Gerd Natschinski, Komponist dieses erfolgreichsten DDR-Musicals, der 2014 noch die letzte Wiederaufnahme von „Mein Freund Bunbury“ freudig besucht hatte, war am 4. August 2015 verstorben. Nur wenige Monate nach seinem wichtigsten Konkurrenten Guido Masanetz, dem die Musikalische Komödie zu seinem 101. Geburtstag noch eine halbszenische Aufführung seiner Operette „In Frisco ist der Teufel los“ widmete. Bei „Bunbury“ im Parkett ganz vorne saßen seine Witwe Gundula, die Natschinski im Umfeld der Leipziger Uraufführung seines polyamourösen Musicals „Terzett“ kennengelernt hatte, mit zwei Söhnen des Komponisten.

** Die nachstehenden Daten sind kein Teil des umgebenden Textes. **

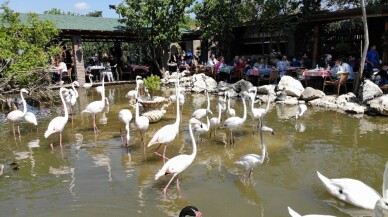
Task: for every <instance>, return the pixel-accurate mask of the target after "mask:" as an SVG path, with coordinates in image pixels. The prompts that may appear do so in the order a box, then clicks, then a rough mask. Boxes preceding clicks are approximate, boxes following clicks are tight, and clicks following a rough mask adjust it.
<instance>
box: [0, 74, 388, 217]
mask: <svg viewBox="0 0 388 217" xmlns="http://www.w3.org/2000/svg"><path fill="white" fill-rule="evenodd" d="M90 80H92V79H90ZM92 85H93V84H92V81H91V83H90V84H86V85H83V87H84V88H87V89H89V88H90V87H91V86H92ZM143 85H144V84H143V81H142V79H141V78H138V77H137V78H136V89H135V90H134V91H129V92H128V94H127V95H126V97H128V98H133V99H135V101H136V103H135V106H134V107H135V115H134V118H133V116H132V112H131V110H130V109H121V110H120V111H119V113H118V120H119V122H120V123H122V124H124V125H125V141H123V142H122V143H123V145H124V146H127V145H129V143H130V141H131V137H130V123H131V121H132V119H134V126H135V128H136V129H137V130H139V132H140V140H141V142H140V143H141V145H143V146H144V152H146V148H147V149H150V147H151V146H154V145H158V146H157V148H156V149H155V150H154V151H153V152H154V153H155V154H156V155H159V156H160V157H162V159H163V165H162V167H161V169H159V170H158V171H157V172H156V174H155V180H159V179H160V178H161V177H163V176H168V175H171V178H170V180H169V181H168V182H167V184H166V185H165V187H164V188H163V194H164V195H166V194H167V189H168V187H169V186H170V185H171V183H172V182H173V180H174V179H176V186H177V189H178V190H180V183H179V175H180V174H181V173H183V172H184V171H185V170H187V169H188V168H189V166H190V165H191V164H192V163H193V162H194V160H195V158H196V156H197V152H198V147H197V144H198V142H197V141H196V139H195V136H194V135H195V134H198V135H200V136H201V140H202V139H203V135H205V133H207V132H210V136H209V138H211V135H212V133H213V136H214V137H215V136H216V130H217V129H221V128H227V129H228V130H229V132H230V136H229V139H230V140H229V142H230V145H231V146H234V145H235V142H236V140H235V135H234V134H235V131H238V130H240V129H241V128H242V127H243V126H244V125H245V124H246V123H245V122H246V119H247V113H248V111H247V110H248V109H247V105H246V103H247V102H246V100H247V101H248V103H250V107H249V109H250V115H251V118H252V124H253V126H255V124H257V126H258V127H257V128H258V129H257V130H258V131H259V133H260V141H252V143H253V145H254V146H256V145H257V146H258V149H257V152H255V153H247V154H244V155H242V156H241V157H240V158H238V159H236V161H235V162H234V164H235V165H237V166H241V167H243V168H244V171H243V172H242V173H241V176H240V179H241V180H247V179H248V180H249V179H252V173H253V170H254V169H255V168H256V167H258V166H260V165H261V166H262V165H263V164H264V162H265V161H266V160H268V158H267V156H268V152H267V145H266V144H265V143H264V140H263V133H264V132H269V133H271V134H273V135H275V133H274V129H272V128H270V127H268V126H265V125H264V122H265V121H264V120H265V116H266V115H267V113H268V112H269V108H270V94H269V95H268V96H267V102H266V105H265V107H264V108H255V107H254V104H255V99H256V95H257V88H256V87H254V88H251V89H249V90H248V91H247V92H245V93H243V94H242V97H241V100H242V104H243V114H242V116H238V115H237V114H236V110H234V109H233V108H231V107H230V94H229V93H225V98H224V100H221V99H220V100H219V102H218V103H217V107H216V108H217V116H215V117H213V112H212V111H211V103H210V97H209V92H208V91H205V93H206V99H207V105H206V107H205V108H199V109H197V110H195V111H194V112H193V113H192V115H191V118H190V119H189V120H188V130H189V135H190V141H191V149H192V152H191V154H179V155H177V156H174V157H171V158H168V157H167V156H166V150H167V147H168V146H170V145H169V144H171V143H172V142H173V141H174V140H175V139H176V137H177V135H178V134H179V131H180V130H181V128H180V127H181V124H180V123H181V117H182V116H181V112H182V109H183V107H182V106H183V104H184V103H185V99H184V95H183V94H182V93H181V90H180V85H179V79H177V82H176V84H175V95H173V96H171V97H170V100H171V101H173V102H175V104H176V106H175V110H176V116H175V122H174V123H170V124H167V125H165V126H163V127H161V128H160V129H159V130H157V131H156V133H154V135H153V136H152V138H151V140H150V141H149V142H148V143H146V139H147V135H146V134H147V131H148V129H149V127H150V122H149V120H148V118H147V117H145V116H142V115H141V113H140V105H139V104H140V103H139V101H138V98H139V97H140V94H141V92H140V91H139V90H140V89H139V88H141V87H143ZM79 86H80V85H79V84H78V82H73V83H72V87H71V89H66V88H64V87H61V88H60V89H59V95H60V99H61V102H62V106H63V111H64V116H57V117H55V118H54V119H52V120H51V121H50V123H49V125H48V127H47V130H46V131H45V133H44V137H45V138H48V137H49V136H51V135H52V134H55V133H58V134H59V145H60V147H61V148H62V132H63V130H64V129H65V126H66V124H67V121H68V118H69V112H68V106H69V110H70V113H72V114H73V111H72V106H74V105H75V104H76V102H77V101H78V97H79V95H78V91H77V89H76V87H79ZM97 91H98V92H99V93H100V94H101V100H98V101H94V102H91V103H89V104H88V105H87V106H86V108H85V109H84V110H82V112H81V113H88V114H91V115H92V116H93V131H94V133H98V132H99V130H98V128H97V124H96V115H97V114H98V113H101V112H102V111H103V110H104V108H105V107H106V106H107V104H108V100H107V98H106V97H105V87H104V79H103V80H102V86H101V87H99V88H98V89H97ZM252 92H253V93H252ZM28 93H29V92H28V90H26V89H21V90H20V97H21V99H22V104H23V110H22V111H20V110H14V111H12V112H10V113H9V114H8V115H7V120H8V121H10V122H12V129H13V134H14V137H16V134H18V135H19V137H20V136H21V133H20V127H19V122H21V121H23V120H24V121H26V122H28V123H32V124H34V125H35V126H36V125H37V119H36V117H35V115H34V114H33V113H32V112H28V111H27V106H26V101H25V99H24V94H28ZM223 110H226V116H227V118H226V120H225V121H223V120H222V113H223ZM306 112H307V106H306V105H305V104H304V102H300V103H299V105H298V112H297V113H296V115H295V119H296V120H298V119H300V118H301V117H302V116H303V115H304V114H305V113H306ZM204 118H205V122H202V119H204ZM256 121H258V123H256ZM15 124H16V125H17V130H15ZM254 131H255V129H253V132H254ZM120 132H121V127H120ZM120 135H121V133H120ZM269 143H271V142H269ZM146 144H147V145H146ZM162 145H163V148H164V150H163V153H159V152H158V150H159V148H160V147H161V146H162ZM50 146H51V148H53V147H54V146H53V142H51V143H50ZM267 162H268V161H267ZM3 171H4V165H2V164H1V165H0V175H2V173H3ZM317 177H318V179H319V180H320V181H321V183H322V184H323V187H324V188H325V189H326V190H327V191H328V192H329V193H330V194H331V195H333V196H334V197H336V198H338V199H339V200H342V201H344V202H347V203H349V204H351V205H353V206H356V207H360V208H362V209H370V210H373V212H374V216H375V217H382V216H383V213H384V212H386V211H387V210H388V196H387V195H388V184H387V183H388V162H387V164H386V166H385V170H384V175H383V179H384V180H383V191H382V194H379V193H378V192H377V191H375V190H374V189H373V188H371V187H369V186H368V185H367V184H365V183H363V182H362V181H359V180H356V179H351V178H339V179H329V178H327V177H325V176H324V175H322V174H321V173H320V172H318V171H317ZM184 212H187V213H193V215H192V216H201V215H202V213H201V212H199V211H198V209H197V208H195V207H186V208H184V209H182V213H184ZM288 212H289V215H290V216H292V217H296V216H302V215H300V214H298V213H297V212H296V211H294V210H293V209H291V208H290V207H288ZM182 215H183V214H182ZM305 216H311V217H314V216H316V217H319V216H322V217H324V216H327V217H330V215H318V214H312V215H305Z"/></svg>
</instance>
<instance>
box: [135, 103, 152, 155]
mask: <svg viewBox="0 0 388 217" xmlns="http://www.w3.org/2000/svg"><path fill="white" fill-rule="evenodd" d="M135 125H136V128H137V129H139V131H140V138H141V143H142V144H143V145H144V151H145V139H146V132H147V129H148V127H149V125H150V120H149V119H148V118H147V117H145V116H140V115H139V102H136V114H135Z"/></svg>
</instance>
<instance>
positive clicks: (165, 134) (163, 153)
mask: <svg viewBox="0 0 388 217" xmlns="http://www.w3.org/2000/svg"><path fill="white" fill-rule="evenodd" d="M176 93H177V90H176ZM179 107H180V106H179V97H178V98H177V100H176V120H175V123H174V124H169V125H166V126H163V127H162V128H160V129H159V130H158V132H156V133H155V135H154V136H153V137H152V139H151V141H150V142H149V143H148V145H147V147H151V146H152V145H155V144H159V146H158V147H157V148H156V150H155V152H154V153H155V154H156V155H159V156H162V157H163V162H165V161H166V149H167V145H168V144H169V143H170V142H172V141H174V139H175V137H176V136H177V135H178V133H179V122H180V113H179ZM162 144H164V150H163V155H161V154H160V153H158V152H157V151H158V149H159V148H160V146H161V145H162Z"/></svg>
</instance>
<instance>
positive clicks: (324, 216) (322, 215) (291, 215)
mask: <svg viewBox="0 0 388 217" xmlns="http://www.w3.org/2000/svg"><path fill="white" fill-rule="evenodd" d="M288 213H290V215H291V217H335V216H332V215H316V214H312V215H304V216H301V215H300V214H299V213H297V212H295V211H294V210H293V209H291V208H290V207H288Z"/></svg>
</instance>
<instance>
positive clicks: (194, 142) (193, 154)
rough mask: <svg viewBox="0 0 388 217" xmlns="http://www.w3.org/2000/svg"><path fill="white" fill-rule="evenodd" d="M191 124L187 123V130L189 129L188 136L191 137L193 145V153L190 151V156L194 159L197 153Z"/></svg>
mask: <svg viewBox="0 0 388 217" xmlns="http://www.w3.org/2000/svg"><path fill="white" fill-rule="evenodd" d="M191 125H192V124H191V123H189V131H190V137H191V144H192V145H193V153H191V155H190V157H191V158H192V159H193V160H194V158H195V156H196V155H197V144H196V142H195V138H194V134H193V129H192V126H191Z"/></svg>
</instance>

Das hätte die Promotion-Abteilung des Schott-Verlags sehen sollen. Denn bei diesem lagern die von VEB Lied der Zeit und vom (Ost-)Berliner Henschel-Verlag zwar übernommenen, aber von Schott offenkundig wenig geschätzten Bestände fast aller in der DDR entstandenen Operetten und Musicals in den Depots: Ungenutzt, unbeworben und dem allmählichen Vergessen preisgegeben! Hits und Aufführung von „Bunbury“ waren auch diesmal zu Recht ein Riesenerfolg. Nicht nur bei den reiferen Gästen, die den positiven Identifikationskick mit ihrer Vergangenheit suchten und fanden, sondern auf gleicher Vergnügungsstufe bei vielen U30-Jährigen, die sich vom seit der Premiere 2001 aus dem Post-DDR-Chic in den Retro-Chic gereiften Charme der Produktion begeistert umgarnen ließen.

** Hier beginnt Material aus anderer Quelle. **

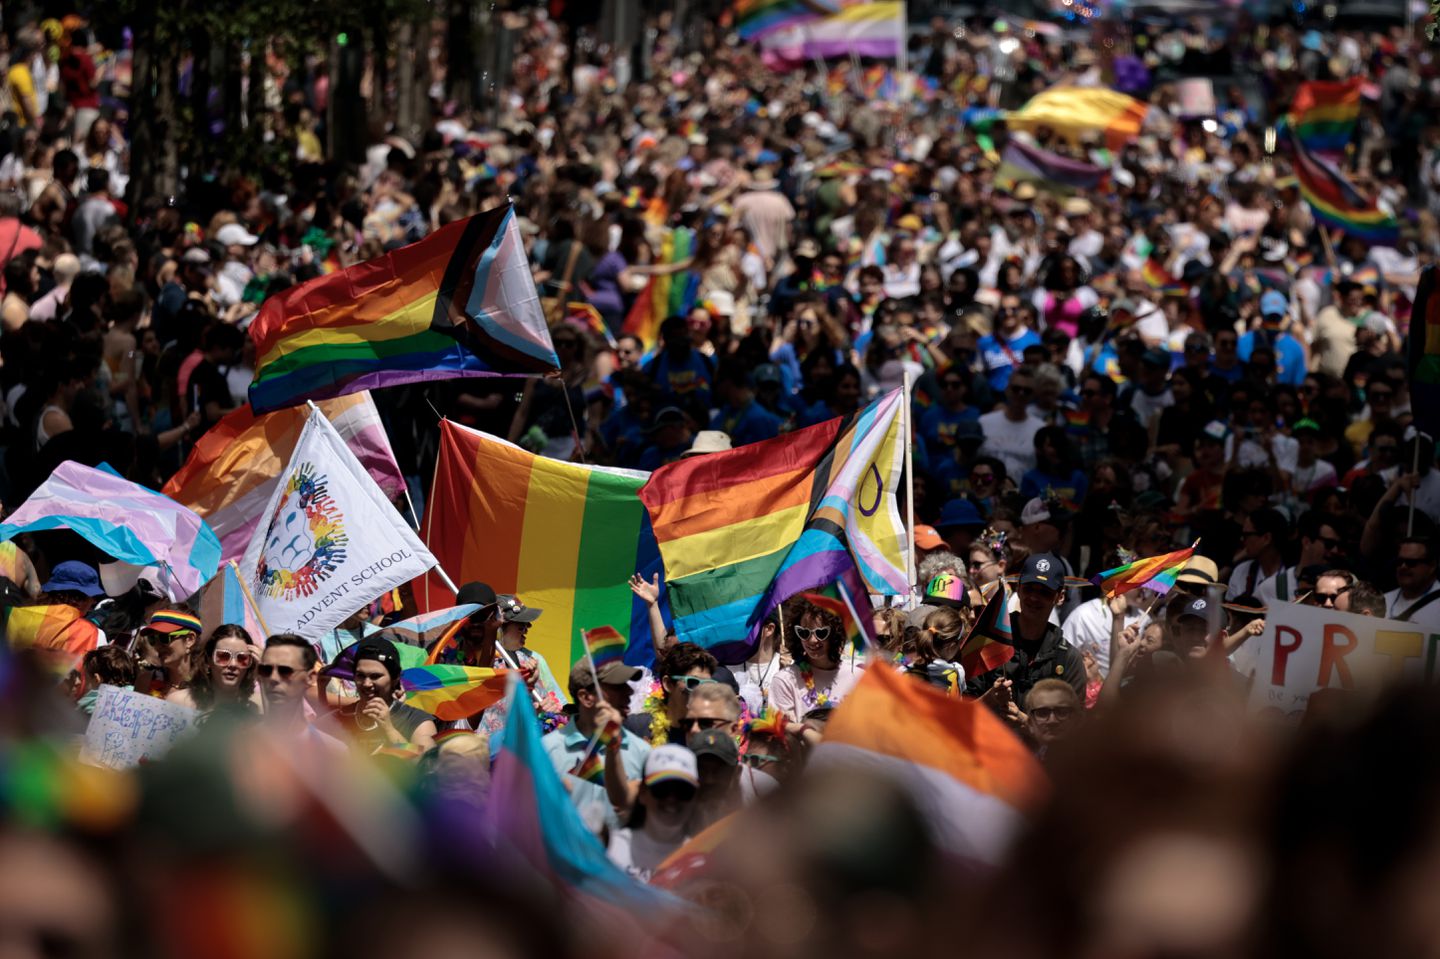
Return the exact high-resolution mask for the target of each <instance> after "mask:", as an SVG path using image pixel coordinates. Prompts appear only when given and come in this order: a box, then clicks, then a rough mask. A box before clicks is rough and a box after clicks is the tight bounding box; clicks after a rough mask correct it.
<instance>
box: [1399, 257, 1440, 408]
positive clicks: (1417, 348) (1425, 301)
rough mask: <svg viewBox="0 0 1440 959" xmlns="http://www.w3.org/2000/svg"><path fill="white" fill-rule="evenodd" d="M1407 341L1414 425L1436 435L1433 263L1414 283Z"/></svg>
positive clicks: (1437, 338)
mask: <svg viewBox="0 0 1440 959" xmlns="http://www.w3.org/2000/svg"><path fill="white" fill-rule="evenodd" d="M1407 341H1408V357H1407V359H1408V361H1410V389H1411V390H1413V399H1411V408H1413V409H1414V410H1416V426H1417V428H1418V429H1420V431H1421V432H1426V433H1430V435H1431V436H1440V297H1437V295H1436V268H1434V266H1426V268H1424V271H1421V274H1420V282H1418V284H1416V305H1414V307H1413V308H1411V311H1410V336H1408V337H1407Z"/></svg>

Vor allem musikalisch. Christoph Johannes Eichhorn machte die puristisch in den 1960er Jahren swingende, springende Instrumentation mit dem bestens aufgelegten Orchester der Musikalischen Komödie blitzen, schmettern, strahlen. Getragen von ihren mit dem Stück vertrauten Kollegen konnte sich die neue MuKo-Soubrette Laura Scherwitzl aus Wien hervorragend als Cecily zwischen Londoner Heilsarmee und Music Hall einfügen und in dem für sie höchstwahrscheinlich ungewohnten Werk bestens reüssieren.

Aber dieser fröhliche Sonnenschein trügt und ist, wenn nicht bald etwas geschieht, das Abendrot der ganzen Werkgruppe einer Epoche, selbst wenn das Eduard-von-Winterstein-Theater Annaberg an der Naturbühne Greifensteine im Juli Natschinskis Filmmusical „Heißer Sommer“ zum echten Sommerhit 2018 und einer properen Alternative zu „Eis am Stiel“ gemacht hatte: Von den Bühnen aller deutschen Bundesländer, sogar der neuen, sind das Schaffen von Natschinski und auch von Masanetz, Kneifel, Odd, so gut wie verschwunden. Das ist nichts anderes, als würde man den westlichen Gefilden „Linie 1“ oder Grotes „Das Wirtshaus im Spessart“ wegnehmen.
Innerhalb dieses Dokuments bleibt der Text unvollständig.